Over the years I've battled hard with my conscience in the hope of finding a convincing argument for returning my daughter's school photo. "Shred and be damned," is what I'd like to say. After all, most of the time the picture is not even recognisably mychild. The effect of setting any intelligent seven-year-old in front of a bogus sepia backcloth and shining bright lights at her until she smiles is hardly likely to elicit a natural portrait.

Since Miranda started school we've received photos caught in mid-blink and photos taken on inopportune days when teeth had gone missing. Such blemishes do not deter the school paparazzo, however. He is not going to take one look at your child and say "I'll come back when that sty/bruise/spot/ dandruff has cleared up", or "I'll come back when she's more confident with me." He flashes on regardless. As long as he can extract a smile, the school photo is laid down for posterity.

I've known parents who would have been willing to pay the accompanying ransom note just to suppress it. One friend of mine was very distressed by the photo that had recently arrived of her seven-year-old. "She's a tart!" the poor woman exclaimed, seeing that her demure daughter had been making love to the camera in a manner worthy of Marilyn Monroe.

Of course, the obvious thing to do is just say "No", unless the School Photo happens, serendipitously, to be an image you both like and recognise. But here the force of peer-group pressure comes into play. No child wants to be the only one returning his or her package to the teacher on Monday morning. So in the end I usually buy the damn thing in the belief that at least I can circulate the four miniatures to prick the conscience of forgetful godparents.

But don't think that £10.95 is an end to the matter. The chances are that our son or daughter will now want to see the wretched thing displayed. Photos this large are not intended to be slipped discreetly into an album. A cardboard framed 10x8 full-colour matt-effect print this big expects to be placed on the mantelpiece for all to see. Miranda has already noticed that framed versions of Sally and Cassandra aged four, five, six and seven adorn their parents' living room, so where are her pictures?

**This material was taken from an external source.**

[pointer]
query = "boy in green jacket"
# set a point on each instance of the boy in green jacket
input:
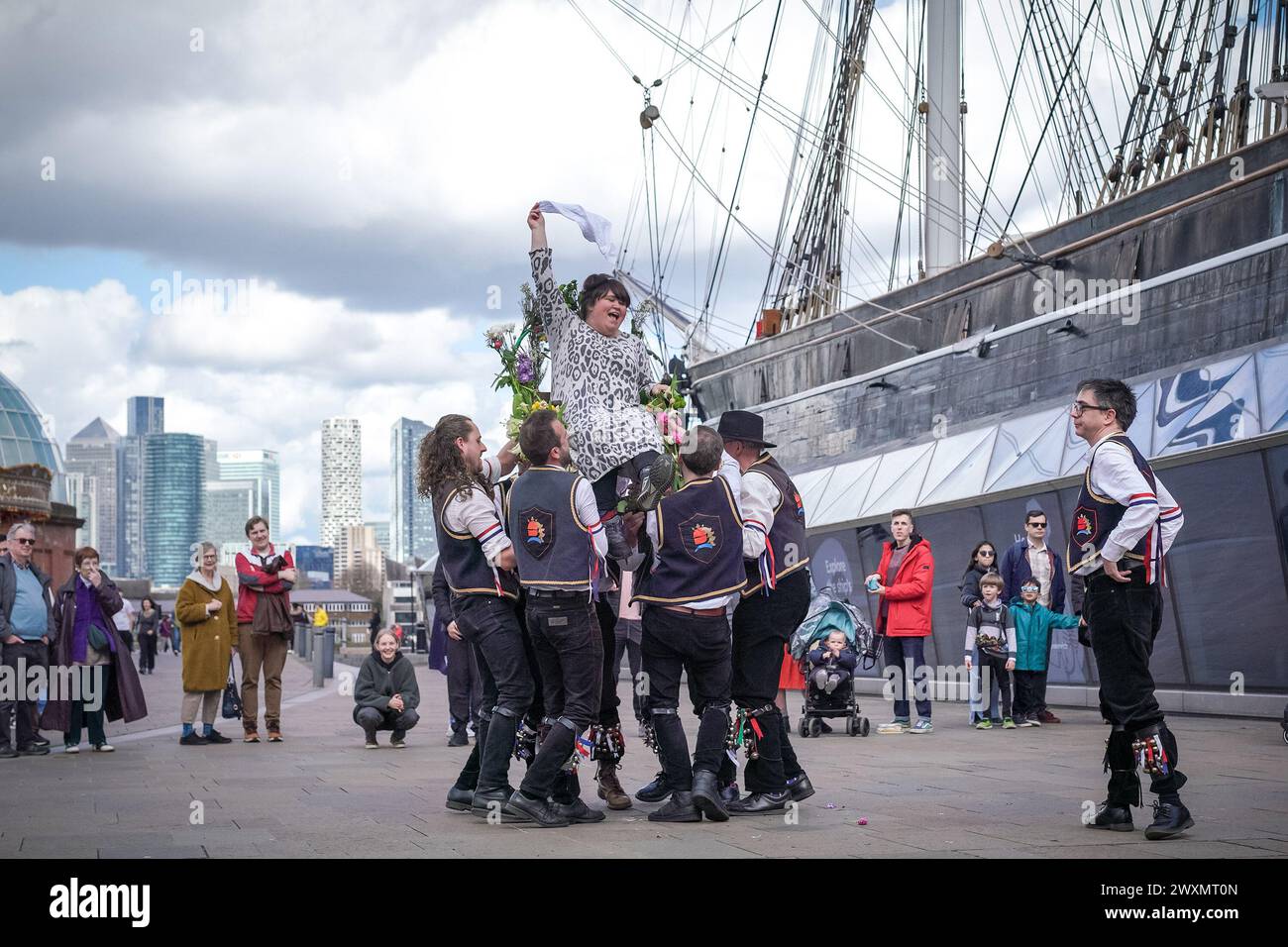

It's bad enough for us parents, having to chart the annual progress of our children's blemishes over several alcoves, but spare a thought for the elderly and infirm. The School Photo pack cleverly includes two medium-sized full- colour specials, one for each set of grandparents. It is a startling statistic that if the average set of grandparents has between four and five grandchildren, they could well be in receipt of up to 75 framed school photos in the 15 years between four and 18.

Think of the wall space required! I'm sure that once upon a time the school photo had some value. When cameras were expensive and the results unpredictable, school photos were probably the only way many people ever saw a decent picture of their offspring. But these days even disposable cameras shoot on 35mm, and with built-in zooms no one should find it difficult to capture a pleasing, unself-conscious picture of their child at play.

Why should we be emotionally blackmailed every year into buying these artificial head-teeth-and-shoulder shots of our kids in their school clothes?

The solution is simple. Like so many iniquitous demands placed on parents - party bags, pets, vastly overpriced trainers - all we have to do is get together and say "No". If the nation en masse returned its school photos unbought, the practice of taking them would cease overnight.

But who will be the first? What keeps us shelling out £10.95 is a fear that in a few years' time, when our children are teenage single parents, drug dealers and ram raiders and we ask where we went wrong, among a list of shortcomings our errant child will cry, "And what's more, you never bought my school photo!"